Eric L. Muller is the Dan K. Moore Distinguished Professor in Jurisprudence and Ethics at the University of North Carolina School of Law. He is the author of American Inquisition: The Hunt for Japanese American Disloyalty in World War II (2007 University of North Carolina Press) and Free to Die for their Country: The Story of the Japanese American Draft Resisters in World War II (2001 University of Chicago Press). He graduated from Brown University in 1984, where he was a Phi Beta Kappa member.
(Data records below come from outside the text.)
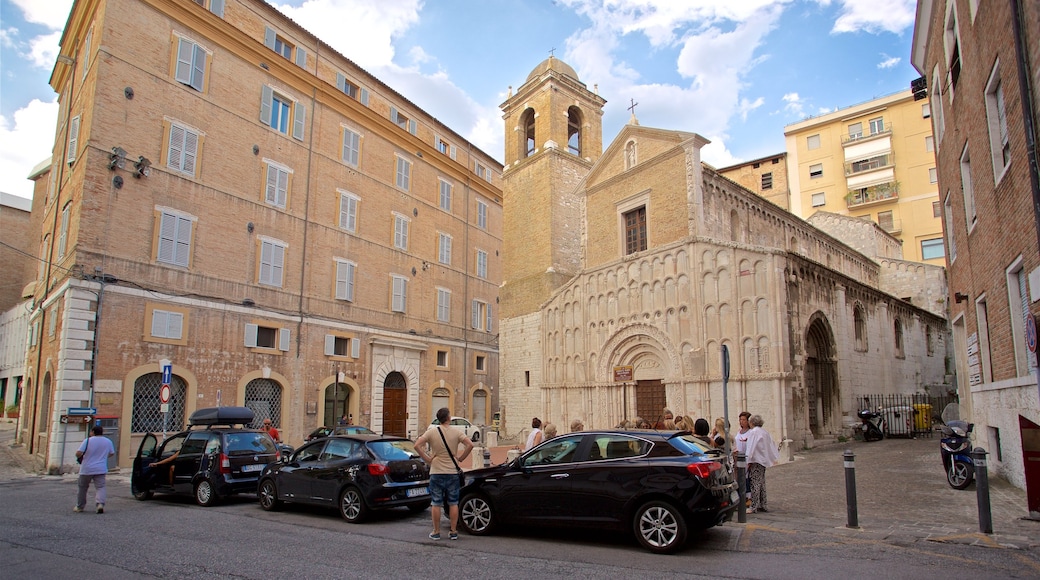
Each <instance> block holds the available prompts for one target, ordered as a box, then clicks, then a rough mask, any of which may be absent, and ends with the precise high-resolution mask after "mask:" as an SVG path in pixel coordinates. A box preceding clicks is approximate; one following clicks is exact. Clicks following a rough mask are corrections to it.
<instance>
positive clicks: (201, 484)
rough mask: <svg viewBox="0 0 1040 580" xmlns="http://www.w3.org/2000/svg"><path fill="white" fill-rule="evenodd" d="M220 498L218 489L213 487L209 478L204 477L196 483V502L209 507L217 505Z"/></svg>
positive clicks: (212, 484) (201, 505)
mask: <svg viewBox="0 0 1040 580" xmlns="http://www.w3.org/2000/svg"><path fill="white" fill-rule="evenodd" d="M218 499H219V497H218V496H217V495H216V490H214V489H213V484H212V483H210V481H209V479H203V480H202V481H200V482H198V483H196V503H198V504H199V505H201V506H203V507H209V506H211V505H215V504H216V502H217V500H218Z"/></svg>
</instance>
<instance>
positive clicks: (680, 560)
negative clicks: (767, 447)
mask: <svg viewBox="0 0 1040 580" xmlns="http://www.w3.org/2000/svg"><path fill="white" fill-rule="evenodd" d="M9 432H10V431H9V430H8V431H4V430H0V502H2V503H0V505H3V506H4V509H3V512H2V515H0V566H2V568H0V571H2V572H0V574H2V576H3V577H4V578H33V579H37V578H42V579H47V578H61V579H67V578H70V577H88V578H202V579H206V578H228V577H235V578H245V579H253V578H256V579H279V578H309V579H310V578H315V579H320V578H344V577H345V578H361V577H364V578H424V579H428V578H466V579H469V578H518V579H520V578H522V579H524V580H529V579H531V578H548V577H574V578H627V577H644V576H647V575H652V576H653V577H668V578H672V577H682V578H686V577H690V578H761V579H770V580H777V579H784V578H842V579H855V578H878V577H884V578H944V579H945V578H948V579H960V578H964V579H971V580H978V579H979V578H1040V525H1038V524H1037V523H1035V522H1023V521H1020V520H1019V521H1018V523H1017V524H1014V523H1012V522H1008V521H1005V519H1004V516H1003V513H1004V511H996V510H994V527H995V528H996V530H997V532H998V533H994V534H979V533H978V532H977V529H974V530H973V527H977V523H972V522H971V521H970V518H961V519H955V521H950V522H940V521H938V517H937V516H936V515H935V513H929V511H930V510H935V509H936V507H935V505H933V507H931V508H928V507H920V506H918V507H913V506H909V507H907V506H905V505H904V504H905V503H906V502H903V501H898V498H899V497H900V495H901V494H902V493H903V492H902V491H901V489H900V487H899V486H898V485H895V484H894V483H895V481H893V480H902V479H909V478H910V477H916V479H917V480H916V482H915V486H916V487H918V489H920V490H921V491H932V490H930V487H929V486H930V485H931V479H933V478H935V474H936V473H937V474H938V475H937V477H939V478H941V476H942V470H941V467H940V468H938V469H937V470H935V473H931V471H922V470H925V469H926V468H928V464H927V463H926V460H925V459H926V457H927V456H928V455H929V453H927V448H928V446H930V445H934V446H936V447H937V446H938V441H937V440H936V441H928V442H927V444H924V443H919V442H905V443H904V445H905V446H906V447H905V448H904V445H900V444H899V442H898V440H892V441H891V442H887V441H886V442H881V443H880V444H872V445H875V446H876V447H874V448H870V449H865V448H864V449H862V450H861V449H859V448H857V449H856V450H857V452H859V451H862V452H861V453H859V454H858V455H857V464H858V466H859V467H858V468H857V469H858V471H860V470H863V471H864V473H862V475H860V477H861V478H862V490H863V491H862V492H861V494H865V496H861V501H863V502H864V503H863V506H862V507H861V510H860V511H861V527H860V528H859V529H857V530H850V529H848V528H846V527H844V525H843V523H844V517H846V511H844V508H843V507H841V506H840V505H838V504H840V503H841V501H837V500H839V499H842V498H843V491H844V483H843V474H839V475H834V474H833V473H832V472H833V469H834V468H833V466H830V465H829V464H830V463H831V462H832V459H833V457H835V456H836V457H838V458H839V459H838V465H839V466H840V454H841V453H840V452H841V449H837V450H828V451H826V452H825V451H823V450H820V451H813V452H807V453H806V456H805V458H802V459H798V460H796V462H795V463H792V464H787V465H783V466H778V467H775V468H771V469H770V471H769V474H768V482H769V489H770V507H771V512H770V513H768V515H751V516H749V517H748V523H747V524H738V523H735V522H734V523H728V524H725V525H723V526H720V527H716V528H712V529H710V530H707V531H706V532H703V533H700V534H697V535H695V536H694V537H693V538H692V539H691V542H690V545H688V546H687V548H686V549H685V550H683V551H682V552H680V553H678V554H676V555H673V556H657V555H653V554H650V553H649V552H646V551H644V550H642V549H641V548H640V547H639V546H638V545H636V544H635V541H634V539H632V538H631V537H630V536H628V535H625V534H605V533H596V532H579V533H575V532H553V531H550V530H540V529H527V530H509V531H505V532H503V533H501V534H497V535H494V536H489V537H475V536H469V535H466V534H465V533H464V534H462V537H461V539H459V541H458V542H449V541H447V539H442V541H440V542H433V541H430V539H428V538H426V533H428V531H430V512H428V511H425V512H421V513H417V515H413V513H410V512H408V511H407V510H395V511H392V512H385V513H380V515H378V516H376V517H375V518H374V519H373V520H372V521H370V522H368V523H365V524H360V525H350V524H347V523H345V522H343V521H342V520H341V519H340V518H339V517H338V515H337V513H336V512H334V511H332V510H320V509H313V508H301V507H292V506H289V507H287V508H286V509H284V510H282V511H279V512H266V511H263V510H262V509H260V507H259V505H258V504H257V503H256V501H255V499H252V498H248V497H239V498H233V499H231V500H230V501H228V502H225V503H223V504H220V505H218V506H216V507H212V508H202V507H199V506H197V505H194V504H193V503H192V502H191V500H190V499H189V498H168V497H157V498H155V499H153V500H151V501H145V502H140V501H136V500H134V499H133V498H132V497H131V496H130V491H129V483H128V481H127V477H126V475H125V474H116V475H112V476H109V500H108V504H107V506H106V512H105V513H104V515H100V516H99V515H95V513H93V512H86V513H73V512H72V507H73V504H74V503H75V494H76V484H75V478H74V477H72V476H69V475H66V476H63V477H62V476H41V475H34V474H27V473H26V472H25V470H24V467H23V466H24V462H25V460H26V459H27V457H26V456H25V455H24V452H23V453H22V454H21V455H19V452H20V449H19V448H15V449H11V448H10V446H9V443H10V442H9ZM926 441H927V440H926ZM886 444H889V445H888V446H887V447H882V446H883V445H886ZM874 455H877V456H878V457H885V460H882V462H878V460H875V459H870V458H868V457H870V456H874ZM886 456H887V457H886ZM933 458H934V460H935V462H937V460H938V453H937V452H935V453H934V457H933ZM860 462H862V463H860ZM868 465H869V468H870V469H869V470H870V471H872V473H873V474H874V475H870V476H867V475H866V473H865V471H866V470H867V469H868ZM915 466H916V467H917V468H918V469H916V470H914V467H915ZM908 470H909V471H908ZM838 471H839V472H840V471H841V469H840V468H839V469H838ZM875 477H876V478H877V479H878V480H879V481H881V482H882V483H881V487H882V489H883V490H887V493H886V494H885V495H884V497H883V498H877V497H874V494H873V493H872V492H869V491H868V490H872V489H875V486H876V485H878V482H877V481H874V479H873V478H875ZM940 483H942V484H943V485H944V484H945V483H944V482H942V481H941V480H940ZM834 487H838V489H839V491H840V493H838V492H835V491H834ZM947 490H948V487H947ZM1012 490H1013V489H1012ZM948 491H950V492H951V493H955V494H956V495H954V496H948V497H947V496H941V497H940V498H939V499H941V500H942V501H947V500H957V501H958V502H961V503H964V502H966V499H965V498H968V497H970V496H973V491H967V492H956V491H954V490H948ZM934 492H935V493H940V492H943V490H941V487H939V489H937V490H934ZM92 494H93V492H92ZM1009 494H1010V495H1009V497H1010V498H1011V500H1012V502H1014V501H1017V497H1016V496H1015V494H1014V493H1009ZM909 499H910V500H913V499H914V498H912V497H911V498H909ZM842 501H843V500H842ZM92 503H93V501H92ZM935 503H936V502H935V501H933V504H935ZM947 503H948V502H947ZM892 505H901V506H904V507H900V508H899V510H900V513H898V515H895V516H894V517H893V516H892V515H890V513H888V512H889V511H890V510H891V509H892V507H891V506H892ZM958 509H960V510H961V511H965V510H966V509H962V508H960V507H959V508H958ZM1015 510H1016V508H1014V507H1013V506H1012V507H1010V508H1009V509H1008V512H1009V513H1010V512H1013V511H1015ZM876 512H884V513H885V518H881V517H880V516H877V515H876ZM998 513H999V516H998ZM835 516H837V517H835ZM940 516H941V515H940ZM1011 525H1019V526H1023V527H1021V528H1014V529H1010V527H1005V526H1011ZM928 526H931V528H930V529H929V530H926V529H925V528H926V527H928ZM1002 529H1003V530H1004V531H1000V530H1002ZM662 575H664V576H662Z"/></svg>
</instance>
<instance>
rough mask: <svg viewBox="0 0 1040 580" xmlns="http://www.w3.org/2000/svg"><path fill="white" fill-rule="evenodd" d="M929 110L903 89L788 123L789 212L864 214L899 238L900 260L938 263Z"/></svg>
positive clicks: (942, 249) (856, 214)
mask: <svg viewBox="0 0 1040 580" xmlns="http://www.w3.org/2000/svg"><path fill="white" fill-rule="evenodd" d="M931 115H932V112H931V107H930V106H929V103H928V101H915V100H914V96H913V93H912V91H911V90H905V91H901V93H898V94H894V95H889V96H887V97H882V98H880V99H874V100H872V101H867V102H865V103H860V104H858V105H854V106H851V107H846V108H841V109H837V110H835V111H833V112H830V113H827V114H823V115H820V116H814V117H811V118H807V120H804V121H801V122H799V123H795V124H791V125H788V126H787V127H786V129H785V130H784V137H785V139H786V146H785V147H786V150H787V163H788V179H789V184H790V185H789V188H790V205H789V208H788V209H789V210H790V212H791V213H794V214H795V215H798V216H800V217H803V218H808V217H809V216H811V215H812V214H813V213H815V212H816V211H827V212H831V213H835V214H841V215H851V216H853V217H861V218H863V219H869V220H872V221H874V222H875V223H877V225H878V226H880V227H881V228H882V229H883V230H885V231H886V232H888V233H890V234H891V235H893V236H894V237H895V238H898V239H899V240H901V241H902V242H903V258H904V259H905V260H908V261H914V262H925V263H929V264H933V265H942V264H943V263H944V261H943V245H942V219H941V215H942V207H941V203H940V202H939V195H938V187H937V178H936V167H935V158H934V146H935V142H934V139H933V137H932V133H931V122H930V117H931ZM727 177H728V176H727Z"/></svg>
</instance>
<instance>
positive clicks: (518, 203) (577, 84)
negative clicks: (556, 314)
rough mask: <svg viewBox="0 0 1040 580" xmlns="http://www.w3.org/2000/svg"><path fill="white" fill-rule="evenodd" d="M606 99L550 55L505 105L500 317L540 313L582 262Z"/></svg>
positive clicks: (521, 86) (511, 316) (569, 66)
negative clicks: (578, 190)
mask: <svg viewBox="0 0 1040 580" xmlns="http://www.w3.org/2000/svg"><path fill="white" fill-rule="evenodd" d="M605 103H606V101H605V100H604V99H602V98H601V97H600V96H598V95H596V94H595V93H593V91H591V90H589V88H588V87H587V86H586V85H584V83H582V82H581V81H580V80H578V76H577V73H575V72H574V69H572V68H571V67H570V65H569V64H567V63H566V62H564V61H562V60H560V59H557V58H554V57H552V56H550V57H549V58H547V59H545V60H543V61H542V62H541V63H540V64H539V65H538V67H536V68H535V70H534V71H531V73H530V74H529V75H527V80H525V81H524V83H523V84H522V85H521V86H520V88H518V89H517V91H516V94H511V95H510V97H509V98H508V99H506V100H505V102H504V103H502V104H501V109H502V117H503V118H504V121H505V169H504V172H503V175H502V211H503V220H504V228H503V233H502V253H503V255H502V268H503V272H502V273H503V275H502V288H501V290H500V292H499V296H501V306H500V307H499V318H500V319H508V318H513V317H516V316H523V315H525V314H531V313H535V312H538V310H539V308H540V307H541V305H542V304H543V302H545V300H546V299H547V298H548V297H549V295H550V294H551V293H552V291H553V290H554V289H556V288H558V287H560V286H561V285H562V284H564V283H565V282H567V281H568V280H570V279H571V278H572V276H573V275H574V274H575V273H577V272H578V271H579V269H580V267H581V232H582V228H581V196H580V194H579V193H578V192H577V186H578V184H579V183H580V182H581V180H582V179H584V177H586V176H587V175H588V174H589V170H590V169H591V168H592V166H593V164H594V163H595V162H596V161H597V160H598V159H599V157H600V155H602V153H603V130H602V117H603V105H604V104H605Z"/></svg>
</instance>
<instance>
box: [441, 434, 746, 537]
mask: <svg viewBox="0 0 1040 580" xmlns="http://www.w3.org/2000/svg"><path fill="white" fill-rule="evenodd" d="M722 459H723V457H722V454H721V452H719V451H718V450H709V449H707V448H706V446H704V445H701V444H699V443H698V442H697V441H696V440H695V439H694V438H693V436H692V434H690V433H688V432H683V431H645V430H639V431H631V430H625V431H620V430H618V431H583V432H578V433H571V434H565V436H561V437H557V438H555V439H551V440H549V441H547V442H545V443H543V444H541V445H539V446H538V447H535V448H534V449H531V450H530V451H528V452H526V453H523V454H522V455H520V456H519V457H517V458H516V459H514V460H513V462H511V463H508V464H503V465H500V466H496V467H491V468H486V469H479V470H473V471H470V472H467V474H466V485H465V486H464V487H463V490H462V501H461V502H460V515H461V518H460V520H461V522H462V525H463V528H464V529H465V530H466V531H468V532H469V533H472V534H476V535H483V534H487V533H491V532H492V531H494V530H495V529H496V528H498V527H499V526H501V525H532V526H535V525H537V526H540V527H545V526H549V527H586V528H596V529H604V528H606V529H616V530H631V531H632V532H633V533H634V534H635V538H636V539H638V541H639V543H640V544H641V545H642V546H643V547H645V548H646V549H648V550H650V551H651V552H656V553H671V552H675V551H676V550H678V549H680V548H681V547H682V546H683V544H684V543H685V541H686V535H687V533H688V530H691V529H693V530H700V529H706V528H709V527H712V526H717V525H720V524H722V523H723V522H726V521H727V520H729V519H730V517H731V516H732V513H733V511H734V510H735V509H736V507H737V501H738V500H739V494H738V493H737V491H736V484H735V483H734V482H733V478H732V476H731V475H730V474H729V472H728V471H727V470H726V469H724V468H723V464H722Z"/></svg>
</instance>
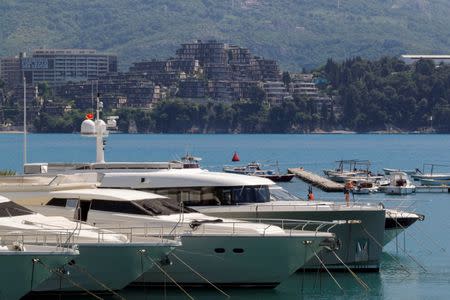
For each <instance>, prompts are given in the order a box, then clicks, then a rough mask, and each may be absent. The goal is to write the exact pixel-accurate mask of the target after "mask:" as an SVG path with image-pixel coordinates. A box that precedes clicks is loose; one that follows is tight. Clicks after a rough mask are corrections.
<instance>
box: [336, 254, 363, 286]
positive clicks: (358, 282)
mask: <svg viewBox="0 0 450 300" xmlns="http://www.w3.org/2000/svg"><path fill="white" fill-rule="evenodd" d="M331 252H333V254H334V256H336V258H337V259H338V260H339V261H340V262H341V264H342V265H343V266H344V267H345V268H346V269H347V270H348V271H349V272H350V274H352V276H353V278H355V280H356V282H358V283H359V284H360V285H361V286H362V287H363V288H364V289H365V290H366V291H369V290H370V288H369V286H368V285H367V284H366V283H365V282H364V281H363V280H362V279H361V278H359V277H358V275H356V273H355V272H353V271H352V269H351V268H350V267H349V266H347V265H346V264H345V263H344V262H343V261H342V259H341V258H340V257H339V255H337V253H336V252H335V251H334V250H332V251H331Z"/></svg>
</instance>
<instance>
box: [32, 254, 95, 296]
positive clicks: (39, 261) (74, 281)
mask: <svg viewBox="0 0 450 300" xmlns="http://www.w3.org/2000/svg"><path fill="white" fill-rule="evenodd" d="M37 262H38V263H40V264H41V265H42V266H44V268H46V269H47V270H48V271H49V272H50V273H52V274H56V275H57V276H60V277H61V278H63V279H66V280H67V281H69V282H70V283H71V284H72V285H73V286H76V287H77V288H79V289H81V290H83V291H84V292H86V293H87V294H89V295H90V296H92V297H94V298H95V299H99V300H103V298H101V297H99V296H97V295H96V294H94V293H93V292H91V291H90V290H88V289H85V288H84V287H82V286H81V285H80V284H78V283H76V282H75V281H73V280H72V279H70V278H69V276H66V275H65V274H63V273H61V272H59V271H54V270H53V269H52V268H50V267H49V266H47V265H46V264H45V263H44V262H42V261H41V260H38V261H37Z"/></svg>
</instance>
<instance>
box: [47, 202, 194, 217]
mask: <svg viewBox="0 0 450 300" xmlns="http://www.w3.org/2000/svg"><path fill="white" fill-rule="evenodd" d="M79 202H81V203H79ZM86 202H87V203H86ZM83 203H84V204H85V205H86V206H85V207H84V208H83V212H84V213H86V214H87V213H88V211H89V210H97V211H106V212H112V213H124V214H137V215H150V216H157V215H169V214H173V213H181V212H183V211H184V212H194V210H193V209H190V208H188V207H181V205H180V202H179V201H177V200H172V199H166V198H161V199H143V200H133V201H119V200H99V199H92V200H81V201H80V200H78V199H61V198H53V199H51V200H50V201H49V202H48V203H47V205H50V206H60V207H66V208H69V207H70V208H78V207H80V205H81V204H83ZM69 204H70V205H69ZM86 209H87V210H86Z"/></svg>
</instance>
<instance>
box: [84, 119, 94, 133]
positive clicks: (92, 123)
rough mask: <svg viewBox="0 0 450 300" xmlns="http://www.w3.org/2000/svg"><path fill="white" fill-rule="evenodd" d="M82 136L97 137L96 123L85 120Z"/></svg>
mask: <svg viewBox="0 0 450 300" xmlns="http://www.w3.org/2000/svg"><path fill="white" fill-rule="evenodd" d="M81 134H82V135H95V122H94V121H92V120H84V121H83V123H81Z"/></svg>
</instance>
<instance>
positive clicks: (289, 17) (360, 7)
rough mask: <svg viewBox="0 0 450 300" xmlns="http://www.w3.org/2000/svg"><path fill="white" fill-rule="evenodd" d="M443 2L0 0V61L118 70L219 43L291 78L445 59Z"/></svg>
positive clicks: (445, 25)
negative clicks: (26, 53)
mask: <svg viewBox="0 0 450 300" xmlns="http://www.w3.org/2000/svg"><path fill="white" fill-rule="evenodd" d="M449 13H450V2H449V1H447V0H434V1H430V0H334V1H333V0H294V1H292V0H278V1H271V0H223V1H214V0H189V1H185V0H171V1H166V0H153V1H145V0H130V1H121V0H92V1H83V0H61V1H50V0H42V1H39V2H37V1H32V0H21V1H18V0H1V1H0V56H4V55H12V54H16V53H17V52H19V51H21V50H22V51H23V50H25V51H29V50H30V49H32V48H34V47H47V48H50V47H86V48H95V49H98V50H105V51H110V52H114V53H117V54H118V55H119V56H120V66H121V68H122V69H124V68H126V67H127V66H128V64H129V63H130V62H132V61H136V60H141V59H150V58H164V57H169V56H173V55H174V51H175V49H176V48H177V47H178V45H179V44H180V43H183V42H188V41H191V40H194V39H218V40H221V41H225V42H232V43H235V44H238V45H241V46H246V47H248V48H250V49H251V50H252V52H253V53H254V54H257V55H261V56H264V57H267V58H274V59H278V60H279V61H280V63H281V66H282V67H283V68H284V69H288V70H299V69H300V68H301V67H306V68H312V67H316V66H318V65H321V64H324V63H325V62H326V59H327V58H328V57H333V58H334V59H337V60H340V59H343V58H345V57H352V56H362V57H365V58H376V57H379V56H382V55H398V54H401V53H405V52H423V53H448V52H449V51H448V49H450V32H449V31H448V30H447V29H448V28H449V27H450V18H448V15H449Z"/></svg>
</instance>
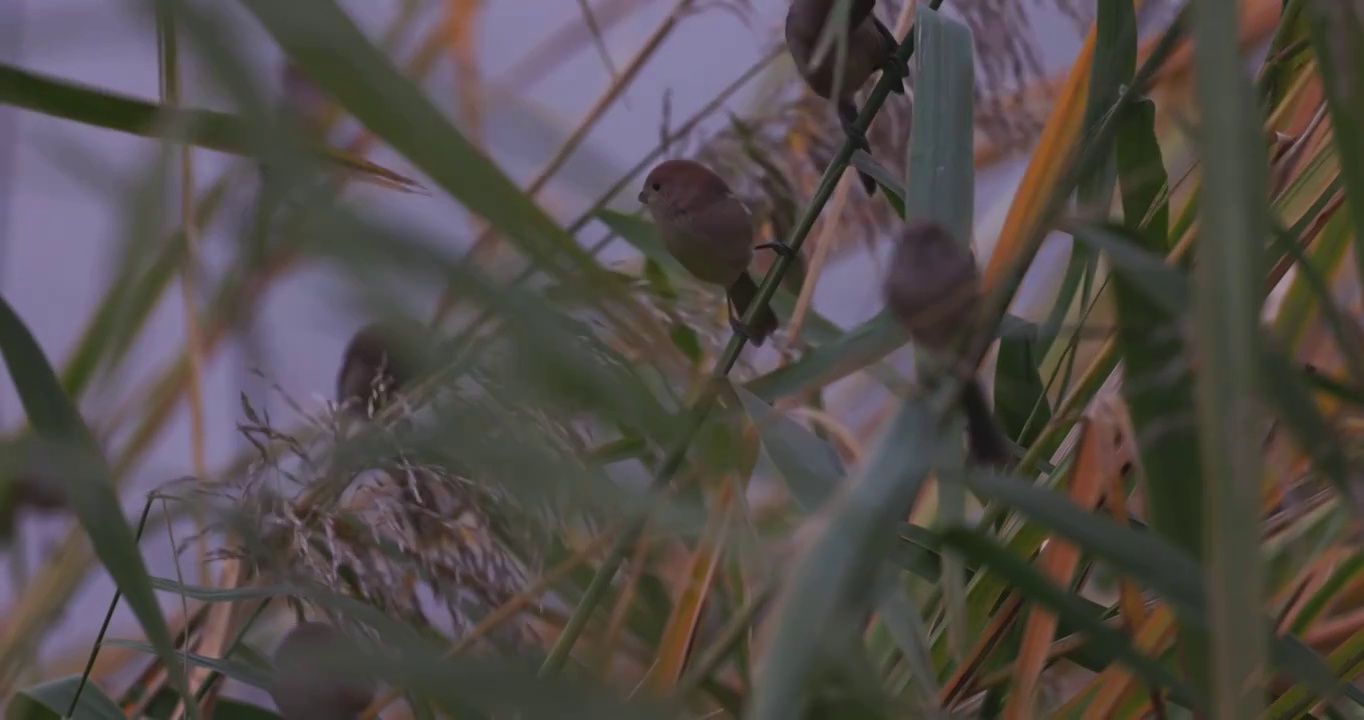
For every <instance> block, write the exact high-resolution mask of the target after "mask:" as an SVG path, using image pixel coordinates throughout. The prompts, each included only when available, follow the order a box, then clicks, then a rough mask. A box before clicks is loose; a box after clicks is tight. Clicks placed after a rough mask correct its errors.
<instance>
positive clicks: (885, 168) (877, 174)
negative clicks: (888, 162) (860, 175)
mask: <svg viewBox="0 0 1364 720" xmlns="http://www.w3.org/2000/svg"><path fill="white" fill-rule="evenodd" d="M851 165H852V166H854V168H857V169H858V170H862V172H863V173H866V175H868V176H869V177H872V180H876V184H877V185H881V191H884V192H885V202H888V203H891V209H892V210H895V214H896V215H899V217H900V218H904V217H906V215H904V185H902V184H900V181H899V180H896V179H895V173H892V172H891V170H889V169H888V168H887V166H885V165H881V164H880V162H877V161H876V158H873V157H872V155H869V154H866V150H857V151H855V153H852V161H851Z"/></svg>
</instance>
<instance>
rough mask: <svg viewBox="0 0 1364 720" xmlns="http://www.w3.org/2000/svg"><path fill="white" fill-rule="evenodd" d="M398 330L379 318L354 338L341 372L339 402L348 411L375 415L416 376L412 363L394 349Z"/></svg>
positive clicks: (347, 351) (371, 415) (347, 352)
mask: <svg viewBox="0 0 1364 720" xmlns="http://www.w3.org/2000/svg"><path fill="white" fill-rule="evenodd" d="M394 333H396V329H394V327H391V326H389V325H385V323H378V322H375V323H370V325H367V326H364V327H361V329H360V330H359V331H357V333H356V334H355V335H353V337H352V338H351V342H349V344H348V345H346V348H345V355H344V356H342V360H341V370H340V371H338V372H337V402H338V404H341V406H342V409H344V410H345V412H348V413H351V415H355V416H359V417H374V416H375V415H378V413H379V412H381V410H382V409H383V408H385V406H386V405H387V404H389V402H390V401H391V400H393V397H394V395H396V394H397V393H398V390H401V389H402V386H404V385H406V383H408V382H409V380H411V379H412V367H411V363H408V361H405V360H404V359H402V357H398V356H397V353H396V352H394V345H396V344H397V338H396V337H394Z"/></svg>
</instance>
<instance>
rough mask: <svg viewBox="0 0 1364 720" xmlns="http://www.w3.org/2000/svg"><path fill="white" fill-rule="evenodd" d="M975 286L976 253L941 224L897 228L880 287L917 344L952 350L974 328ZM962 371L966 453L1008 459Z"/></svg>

He received his J.D. from Yale University in 1987.

Updated May 2008


Martha Nakagawa has worked in the Asian American press for the past two decades, and has been on staff with Asian Week, the Rafu Shimpo, and the Pacific Citizen. She frequently contributes to the Nikkei West, Hawaii Herald, Nichi Bei Times, and the Hokubei Mainichi. She passed away in July 2023 at the age of 56.

Updated August 2023


Debra Jean McCabe Redsteer is a full blood Navajo, whose clans are Red Bottom born for Bitter Water. McCabe Redsteer was born in Los Angeles, California. Her parents were among the thousands of AmerIndians relocated to the Los Angeles area and other big cities during the 1950’s in the federal government’s controversial relocation program. A Northern Arizona University, Flagstaff, graduate of History in 2007, McCabe Redsteer currently works as administrative support assistant in the Department of History at California State University, Fullerton.

Updated June 2008


Andrew (Andy) Russell teaches history at Central New Mexico Community College in Albuquerque. He earned his Ph.D. in history at Arizona State University and has published several articles on Japanese Americans of the Interior West.

Updated April 2008


Jill Shiraki, a community organizer, is the project manager for the Preserving California’s Japantown Project.

Updated October 2008


Nancy Taniguchi, of Washington, D.C., earned a B.A. in Anthropology at the University of Arizona, then lived in Mexico City and Kuala Lumpur, Malaysia. She moved to Utah with her husband (a Utah native), where she earned her graduate degrees. She is now Professor of History at California State University, Stanislaus.

Updated February 28, 2008


Thomas (Tom) Walls has a Ph.D. in Sociology from the University of Texas at Austin. He is currently Chief of Staff for the Oklahoma State Senate, where he has worked for the past nineteen years.

Updated March 2008


Hideo Yonenaka was born in San Jose, California in 1926 and grew up on a strawberry farm. From May 8, 1942 to May 13, 1946 he was incarcerated in the following concentration camps—Tanforan Assembly Center; Topaz, Utah; Tule Lake Center; Bismarck, North Dakota; and Santa Fe, New Mexico. Yonenaka earned a B.A. in Zoology from the University of California, Berkeley; a M.A. in Bacteriology; and a Ph.D. in Microbial Physiology from the University of Southern California. He served in the United States Army at the Army Chemical Center in Edgewood, Maryland. Yonenaka was a Microbiology and Biology instructor at San Francisco State University until his retirement in 1994. Happily married with two children and two precious granddaughters, Dr. Yonenaka likes to use his spare time to do watercolor and Sumi-e painting, read novels, watch sporting events, travel, and attempt to play golf. He is an active member of the Konko Church of San Francisco.